I have:
a = [[1,2],[3,4],[7,10]]
b = [[8,6],[1,9],[2,1],[8,8]]
I want to multiply (pairwise) every element of a with b
1*8+2*6+1*1+2*9+.....+1*8+2*8+3*8+4*6+......+7*8+10*8
Here's my code so far:
def f(a, b):
new = [x for x in a or x in b]
newer = []
for tuple1, tuple2 in new:
newer.append(map(lambda s,t: s*t, new, new))
return sum(newer)
so my plan of attack was to get all the lists in one list and then multiply everything together. I have seen that lambda work for multiplying lists pairwise but I can't get it to work for the one list.
That kind of combination is called the Cartesian product. I'd use itertools.product
for this, which can easily cope with more than 2 lists, if you want.
Firstly, here's a short demo that shows how to get all of the pairs and how to use tuple assignment to grab the individual elements of the pairs of sublists.
from itertools import product
a = [[1,2],[3,4],[7,10]]
b = [[8,6],[1,9],[2,1],[8,8]]
for (u0, u1), (v0, v1) in product(a, b):
print(u0, u1, v0, v1)
output
1 2 8 6
1 2 1 9
1 2 2 1
1 2 8 8
3 4 8 6
3 4 1 9
3 4 2 1
3 4 8 8
7 10 8 6
7 10 1 9
7 10 2 1
7 10 8 8
And here's how to find the sum
of products that you want.
total = sum(u0 * v0 + u1 * v1 for (u0, u1), (v0, v1) in product(a, b))
print(total)
output
593
Here's an alternative approach, using the distributive property, as mentioned by Prune.

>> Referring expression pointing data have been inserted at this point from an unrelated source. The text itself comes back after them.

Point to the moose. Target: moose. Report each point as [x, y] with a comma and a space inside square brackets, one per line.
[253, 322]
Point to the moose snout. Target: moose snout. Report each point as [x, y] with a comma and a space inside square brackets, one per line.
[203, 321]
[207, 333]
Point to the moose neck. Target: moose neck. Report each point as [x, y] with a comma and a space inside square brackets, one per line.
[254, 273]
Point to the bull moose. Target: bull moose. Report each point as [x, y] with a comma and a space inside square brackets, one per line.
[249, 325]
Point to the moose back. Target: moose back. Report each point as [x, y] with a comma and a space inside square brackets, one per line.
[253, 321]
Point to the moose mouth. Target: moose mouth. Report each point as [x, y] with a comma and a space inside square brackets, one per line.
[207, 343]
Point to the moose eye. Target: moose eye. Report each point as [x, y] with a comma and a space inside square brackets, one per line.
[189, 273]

Firstly, here's an unreadable list comprehension version. ;)
a = [[1,2],[3,4],[7,10]]
b = [[8,6],[1,9],[2,1],[8,8]]
print(sum([u*v for u,v in zip(*[[sum(t) for t in zip(*u)] for u in (a, b)])]))
output
593
By the distributive law, the sum you want from the given input data can be written as
(1 + 3 + 7) * (8 + 1 + 2 + 8) + (6 + 9 + 1 + 8) * (2 + 4 + 10)
We can re-arrange the data to produce that expression as follows.
# Use zip to transpose each of the a & b lists.
for u in (a, b):
for t in zip(*u):
print(t)
output
(1, 3, 7)
(2, 4, 10)
(8, 1, 2, 8)
(6, 9, 1, 8)
Now we modify that slightly to get the sums of those lists
# Use zip to transpose each of the a & b lists and compute the partial sums.
partial_sums = []
for u in (a, b):
c = []
for t in zip(*u):
c.append(sum(t))
partial_sums.append(c)
print(partial_sums)
output
[[11, 16], [19, 24]]
Now we just need to multiply the corresponding items of those lists, and add those products together to get the final sum. Once again, we use zip
to perform the transposition.
total = 0
for u, v in zip(*partial_sums):
print(u, v)
total += u * v
print(total)
output
11 19
16 24
593
If your only need is to return that conglomerate sum, I suggest that you quit doing all of that complex work: apply the distributive property. From your example, I'm not sure how thoroughly you are making your cross-products, but this collapses the example to do all elements of each.
sum1 = sum(sum(_) for _ in a)
sum2 = sum(sum(_) for _ in b)
return sum1 * sum2
I suggest stepping back from the code and breaking this down into smaller parts. First, multiply each element from two lists, pairwise.
Second, given a list of lists a
and a list of numbers b
, multiply each list of a
pairwise by b
. This can reuse the solution to part 1.
Finally, solve your original problem with two lists of lists by reusing part 2.
Note how I am describing each of these pieces in words without worrying too much about Python syntax. Now that we have a description in words, it is easier to translate it into Python.